Military intelligence in Pearl Harbor discovered that the Japanese had a new target: The Midway atoll, as the name states, the midway point between the U.S. and Asia. It was a strategic place for the Americans and the Japanese knew that conquering the atoll would weaken their enemy’s defenses. The U.S. also knew that, and still holding a grudge over the massacre in Pearl Harbor, concocts a plan to strike the core of the Japanese force
Midway is a film directed by Roland Emmerich thus it’s safe to go into it without waiting for much depth or a creative script. His films are generally big pieces of entertainment with a surplus of characters and little plot. If one doesn’t mind this fact and adjusts their expectations accordingly and if the film is done with a little bit more care than usual, they can be often be entertaining.
With Midway, Emmerich sticks to his usual here, resulting in one of his best efforts. The story follows more than a dozen of different characters, all involved in the attack on Pearl Harbor and the fight for Midway. One of the most interesting aspects of the film is how it felt reminiscent to old-fashioned war movie like From Here to Eternity and Sands of Iwo Jima. Meanwhile, a film like Dunkirk, set in the same time period, feels much more modern because of Christopher Nolan’s work behind the camera. However, Emmerich chose to go in a different direction with this film in giving it a more classic feel.
It’s impossible to talk about the many character arcs within Midway as the film is not a character driven story but rather one where the characters all served as a means to an end.

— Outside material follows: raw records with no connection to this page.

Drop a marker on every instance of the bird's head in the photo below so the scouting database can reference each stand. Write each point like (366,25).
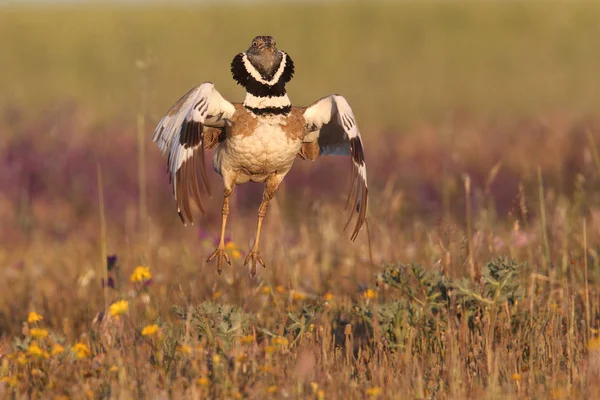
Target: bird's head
(260,63)
(264,56)
(262,45)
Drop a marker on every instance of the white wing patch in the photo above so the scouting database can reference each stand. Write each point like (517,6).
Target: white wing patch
(180,135)
(333,120)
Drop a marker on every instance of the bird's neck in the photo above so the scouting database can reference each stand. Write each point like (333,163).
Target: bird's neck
(259,105)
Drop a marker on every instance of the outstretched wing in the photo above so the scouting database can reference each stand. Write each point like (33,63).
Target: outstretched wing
(181,134)
(332,121)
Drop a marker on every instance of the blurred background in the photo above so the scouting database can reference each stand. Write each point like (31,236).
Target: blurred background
(495,90)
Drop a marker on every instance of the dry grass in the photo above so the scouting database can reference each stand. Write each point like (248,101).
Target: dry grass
(485,290)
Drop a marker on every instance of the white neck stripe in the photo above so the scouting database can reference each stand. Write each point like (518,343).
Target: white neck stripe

Though their conflicts were pretty simple, they are all depicted in an honest way. The film also doesn’t shy away from the mistakes perpetrated by the Americans, which was refreshing to see or at least until the point where it becomes cornily patriotic. Where the film truly stands out, of course, was its action scenes. Emmerich, very much a veteran of the genre, managed to carry over some of these moments, providing plenty to be enthusiastic about. While nothing stands out as particularly groundbreaking or inventive about these moments, they were still exciting to watch.
Midway has plenty of melodramatic moments that will make it seem like an older film. For the most part, it was straightforward and done the right way. All the actors across the board managed to deliver honest hardworking performances, from Aaron Eckhart to Darren Criss, Dennis Quaid, Mandy Moore, Nick Jonas, Jake Weber and Luke Evans. The trio of protagonists Skrein, Wilson and Woody Harrelson as Lieutenant Richard ‘Dick’ Best, Edwin Layton, and Admiral Chester Nimitz respectively, all deliver good performances that helped give the story more weight.
In the end, Midway is an okay movie and one that will be more appreciated when going in with low expectations, making it a good piece of entertainment.